The last time I attended Labour Party Conference was also at Brighton but in 2000. I wrote and performed an ensemble political cabaret show at The Greys pub to an audience of party delegates and apparatchiks escaping the conference proper. Among the cast of 4 of The Soapbox Cabaret that night was a young up-and-coming comedian, Russell Brand.
So it was fitting that on my return to Conference that Russell should be there – but this time not performing The Song of the Spin Doctor dressed half in drag, but speaking soberly at a morning meeting about Addiction alongside Labour’s Shadow Health Spokesperson John Ashworth. The most notable thing that has changed in those 17 years though, wasn’t me or Russell, but the Labour Party. Jeremy Corbyn’s Labour Party.
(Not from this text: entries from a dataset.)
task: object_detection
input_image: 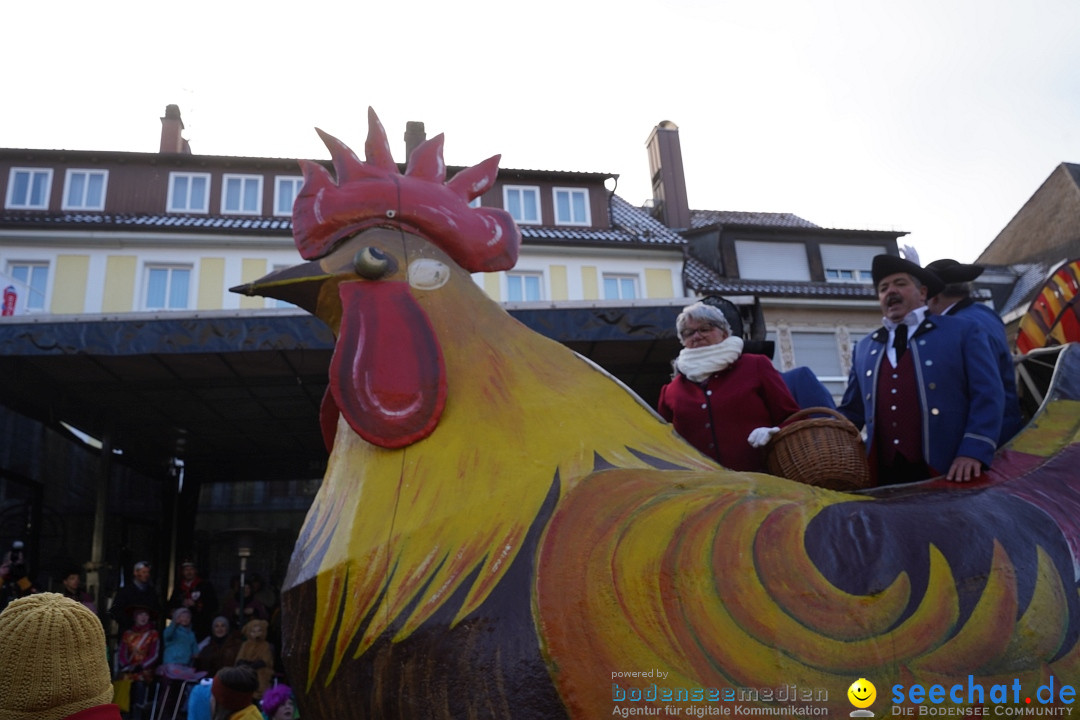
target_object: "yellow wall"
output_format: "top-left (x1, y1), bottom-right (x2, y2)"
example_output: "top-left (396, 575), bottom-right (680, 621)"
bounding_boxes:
top-left (102, 255), bottom-right (138, 312)
top-left (645, 268), bottom-right (675, 298)
top-left (240, 258), bottom-right (267, 308)
top-left (581, 266), bottom-right (600, 300)
top-left (195, 258), bottom-right (226, 310)
top-left (551, 264), bottom-right (570, 300)
top-left (50, 255), bottom-right (90, 314)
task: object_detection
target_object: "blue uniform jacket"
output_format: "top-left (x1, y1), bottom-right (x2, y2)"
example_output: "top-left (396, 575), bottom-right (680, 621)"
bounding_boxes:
top-left (837, 315), bottom-right (1004, 473)
top-left (946, 298), bottom-right (1024, 445)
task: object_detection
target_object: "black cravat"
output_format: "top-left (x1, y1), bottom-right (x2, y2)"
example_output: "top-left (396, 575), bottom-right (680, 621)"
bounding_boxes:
top-left (892, 323), bottom-right (907, 363)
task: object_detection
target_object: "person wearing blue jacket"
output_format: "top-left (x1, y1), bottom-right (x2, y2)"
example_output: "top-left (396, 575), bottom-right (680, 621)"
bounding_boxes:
top-left (162, 608), bottom-right (199, 666)
top-left (927, 258), bottom-right (1024, 446)
top-left (837, 255), bottom-right (1004, 485)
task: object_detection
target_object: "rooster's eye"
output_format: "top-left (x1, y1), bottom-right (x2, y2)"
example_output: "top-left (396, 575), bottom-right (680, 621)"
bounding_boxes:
top-left (352, 247), bottom-right (394, 280)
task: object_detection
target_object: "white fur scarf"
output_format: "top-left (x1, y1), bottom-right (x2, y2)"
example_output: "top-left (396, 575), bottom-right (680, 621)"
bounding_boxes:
top-left (675, 336), bottom-right (743, 382)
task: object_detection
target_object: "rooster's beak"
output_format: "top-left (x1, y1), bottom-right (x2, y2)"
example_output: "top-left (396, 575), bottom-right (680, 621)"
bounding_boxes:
top-left (229, 260), bottom-right (334, 314)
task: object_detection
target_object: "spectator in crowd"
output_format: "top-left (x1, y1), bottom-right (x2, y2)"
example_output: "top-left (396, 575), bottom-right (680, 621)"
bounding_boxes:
top-left (168, 560), bottom-right (218, 642)
top-left (162, 608), bottom-right (199, 667)
top-left (237, 620), bottom-right (274, 699)
top-left (210, 667), bottom-right (262, 720)
top-left (187, 677), bottom-right (214, 720)
top-left (259, 682), bottom-right (300, 720)
top-left (0, 593), bottom-right (120, 720)
top-left (658, 302), bottom-right (799, 472)
top-left (195, 615), bottom-right (243, 676)
top-left (0, 540), bottom-right (38, 610)
top-left (60, 568), bottom-right (97, 615)
top-left (837, 255), bottom-right (1004, 485)
top-left (927, 258), bottom-right (1024, 446)
top-left (109, 560), bottom-right (161, 634)
top-left (117, 604), bottom-right (161, 720)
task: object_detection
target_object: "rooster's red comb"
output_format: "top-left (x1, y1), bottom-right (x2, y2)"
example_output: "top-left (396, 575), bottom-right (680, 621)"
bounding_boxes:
top-left (293, 108), bottom-right (522, 272)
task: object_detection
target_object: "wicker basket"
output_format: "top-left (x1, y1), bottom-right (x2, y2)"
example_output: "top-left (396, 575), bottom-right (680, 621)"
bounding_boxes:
top-left (765, 407), bottom-right (874, 490)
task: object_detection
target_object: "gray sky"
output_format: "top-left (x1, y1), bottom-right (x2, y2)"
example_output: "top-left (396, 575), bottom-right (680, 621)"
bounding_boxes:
top-left (0, 0), bottom-right (1080, 262)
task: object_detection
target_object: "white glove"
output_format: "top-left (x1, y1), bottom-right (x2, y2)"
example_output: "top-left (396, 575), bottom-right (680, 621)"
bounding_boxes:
top-left (746, 427), bottom-right (780, 448)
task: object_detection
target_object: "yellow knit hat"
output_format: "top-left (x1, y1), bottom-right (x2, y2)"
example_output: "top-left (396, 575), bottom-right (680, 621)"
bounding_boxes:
top-left (0, 593), bottom-right (112, 720)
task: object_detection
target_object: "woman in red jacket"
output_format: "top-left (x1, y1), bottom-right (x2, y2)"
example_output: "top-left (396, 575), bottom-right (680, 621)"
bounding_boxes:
top-left (658, 302), bottom-right (799, 472)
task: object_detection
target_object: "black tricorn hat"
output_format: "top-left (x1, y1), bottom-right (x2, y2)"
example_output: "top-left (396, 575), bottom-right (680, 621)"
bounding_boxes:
top-left (870, 255), bottom-right (945, 298)
top-left (927, 258), bottom-right (986, 285)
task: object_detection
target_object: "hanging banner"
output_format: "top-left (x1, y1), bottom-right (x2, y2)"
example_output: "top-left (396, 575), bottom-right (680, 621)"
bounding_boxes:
top-left (1016, 258), bottom-right (1080, 354)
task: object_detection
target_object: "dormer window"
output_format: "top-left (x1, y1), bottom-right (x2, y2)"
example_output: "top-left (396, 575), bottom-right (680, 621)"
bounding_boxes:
top-left (166, 173), bottom-right (210, 213)
top-left (6, 167), bottom-right (53, 210)
top-left (221, 175), bottom-right (262, 215)
top-left (60, 168), bottom-right (109, 210)
top-left (502, 185), bottom-right (540, 225)
top-left (821, 243), bottom-right (885, 283)
top-left (273, 175), bottom-right (303, 216)
top-left (553, 188), bottom-right (592, 226)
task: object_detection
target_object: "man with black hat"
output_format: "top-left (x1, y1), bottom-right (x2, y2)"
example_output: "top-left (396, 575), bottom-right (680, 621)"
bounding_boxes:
top-left (927, 258), bottom-right (1024, 446)
top-left (837, 255), bottom-right (1004, 485)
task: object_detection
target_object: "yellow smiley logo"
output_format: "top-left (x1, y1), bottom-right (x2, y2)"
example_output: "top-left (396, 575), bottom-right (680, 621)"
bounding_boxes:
top-left (848, 678), bottom-right (877, 708)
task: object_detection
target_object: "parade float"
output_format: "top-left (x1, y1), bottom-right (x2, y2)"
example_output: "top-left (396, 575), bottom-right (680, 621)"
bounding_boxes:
top-left (234, 112), bottom-right (1080, 720)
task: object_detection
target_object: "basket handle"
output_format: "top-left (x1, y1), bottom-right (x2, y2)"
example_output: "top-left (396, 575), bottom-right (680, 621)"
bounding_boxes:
top-left (781, 406), bottom-right (858, 431)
Admittedly I avoided the actual Conference and stuck to Momentum’s brilliant fringe event, The World Transformed. Even the most tedious sounding events had queues stretching around the block like a gig by the hot new band or the release of a Triple A console game – except it was a bunch of people you’d barely heard of debating how to build stronger links with the Trade Unions. Chunky Mark, The Artist Taxi Driver, said “it’s a Conference but it’s like a f*cking festival mate”, when I interviewed him in the street outside a massively oversubscribed event where scores of people were turned away.
At an evening event, Governing from the Radical Left, John McDonnell was greeted onstage with a standing ovation. Paul Mason prowled the space like a glowering rock star. McDonnell summed it up best when he said the Party felt optimistic once more (when was the last time?).
When I’d decided to max out my credit card all those years ago to take a comedy show to the Labour Party Conference (I ran the show for a week in Bournemouth the previous year, 1999, also starring Russell) it came out of the frustration of my first Conference in 1997 as an international delegate. The first Conference after the landslide General Election victory that had returned Labour to power after 18 dismal, divisive, bitter years. It should have been a massive party, a celebration – there should have been a sense of optimism. But there was none – just a dampening of expectations. On Monday it felt like the carnival had finally arrived in Brighton, 20 years late, not to celebrate a victory, but to prepare for one.